The Intergovernmental Science-Policy Platform on Biodiversity and Ecosystem Services (IPBES) calls for regional biodiversity information to close these knowledge gaps1,19. Place-based knowledge, which encompasses diverse forms of knowledge—including scientific, experiential and local—is rooted in specific landscapes and contexts and an important potential source of regional biodiversity information21. Mobilizing such knowledge to inform sustainability policy and planning requires approaches that retain social and ecological specificity while enabling comparisons across broader scales12,22. Here we demonstrate a robust approach to mobilizing place-based knowledge to assess the biodiversity intactness of sub-Saharan Africa, one of the most poorly represented regions in global biodiversity datasets and assessments9. Such regional assessments can serve as a bridge between place-based and global sustainability assessments to overcome cross-scale integration challenges through contextualized generalizations21,22.

Our bottom-up approach overcomes critical data gaps and limitations of top-down biodiversity models by quantifying biodiversity intactness using the Biodiversity Intactness Index for Africa (bii4africa), a dataset that we previously co-produced and published with 200 experts in African fauna and flora5. These experts embody place-based African biodiversity knowledge, which holds credibility, legitimacy and saliency for mainstreaming into national decision-making23 and contributes to inclusivity and decoloniality in science24. The bii4africa dataset5 contains standardized estimates by experts of the impact of the predominant land uses in sub-Saharan Africa on diverse functional groupings of species that represent around 50,000 terrestrial vertebrates and vascular plants.

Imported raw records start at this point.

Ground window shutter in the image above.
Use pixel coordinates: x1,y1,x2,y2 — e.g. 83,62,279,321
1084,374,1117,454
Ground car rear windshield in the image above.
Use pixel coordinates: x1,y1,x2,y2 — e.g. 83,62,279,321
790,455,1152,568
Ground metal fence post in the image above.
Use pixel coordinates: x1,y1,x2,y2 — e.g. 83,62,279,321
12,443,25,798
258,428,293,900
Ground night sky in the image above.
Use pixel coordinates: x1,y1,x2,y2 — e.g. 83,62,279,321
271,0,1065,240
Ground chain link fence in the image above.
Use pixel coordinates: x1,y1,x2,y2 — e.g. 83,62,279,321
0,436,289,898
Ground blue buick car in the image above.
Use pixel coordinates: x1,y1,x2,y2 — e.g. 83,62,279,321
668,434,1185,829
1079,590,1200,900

Here we integrate ten spatial datasets to map these land uses, which we combine with bioregional lists of indigenous taxa and the associated bii4africa data5 to map the BII across sub-Saharan Africa (Extended Data Fig. 1).

Assessing biodiversity intactness

The BII indicates the average remaining proportion of intact populations of indigenous species in a particular area given the dominant human land uses and activities4. Intactness is defined relative to a reference state: typically, before alteration by modern (industrialized, colonial and post-colonial) society, with large protected or wilderness areas serving as a contemporary reference. The index accommodates as wide a range of species as possible, with all species weighted equally. The BII is spatially explicit and standardized on a scale from 0 to 100%, which reflects completely transformed to intact areas and has the same meaning at all scales to facilitate comparative assessments.

In addition to being an indicator of ecosystem condition, the BII has been proposed as a measure of the planetary boundary ‘functional biosphere integrity’25. Our approach aligns with suggestions to address challenges with biosphere integrity in the planetary boundaries framework26,27, including assessments of biome integrity and BII at regional (as opposed to global) scales8,26,28. We significantly advance the original BII approach4 by using data produced through a structured expert-led process to improve rigour29, including data from many more experts, considering the impact of land-use intensity30 and disaggregating the BII into more nuanced functional groups of species5. Our comprehensive assessment of the biodiversity intactness of sub-Saharan Africa provides insights at policy-relevant scales into the human activities that are contributing to the retention and loss of biodiversity across countries, ecoregions and biomes.

Biodiversity intactness of the region

Sub-Saharan Africa has a current estimated biodiversity intactness of 76% (±14%; Fig. 1). This means that indigenous vertebrate and plant populations across the region have on average declined to 76% of their intact reference abundances. The BII of vertebrates is 71% (±9%), which is lower than that of terrestrial vascular plants (79 ± 17%). Mammals have experienced the greatest losses, whereas graminoids (grasses, sedges and rushes) and forbs (non-graminoid flowering plants with no or limited aboveground lignification) have experienced on average the lowest losses (Fig. 1). All reported uncertainties around BII values are based on 95% confidence intervals around average expert estimates of intactness in the bii4africa dataset5.

Fig. 1: The BII across sub-Saharan Africa.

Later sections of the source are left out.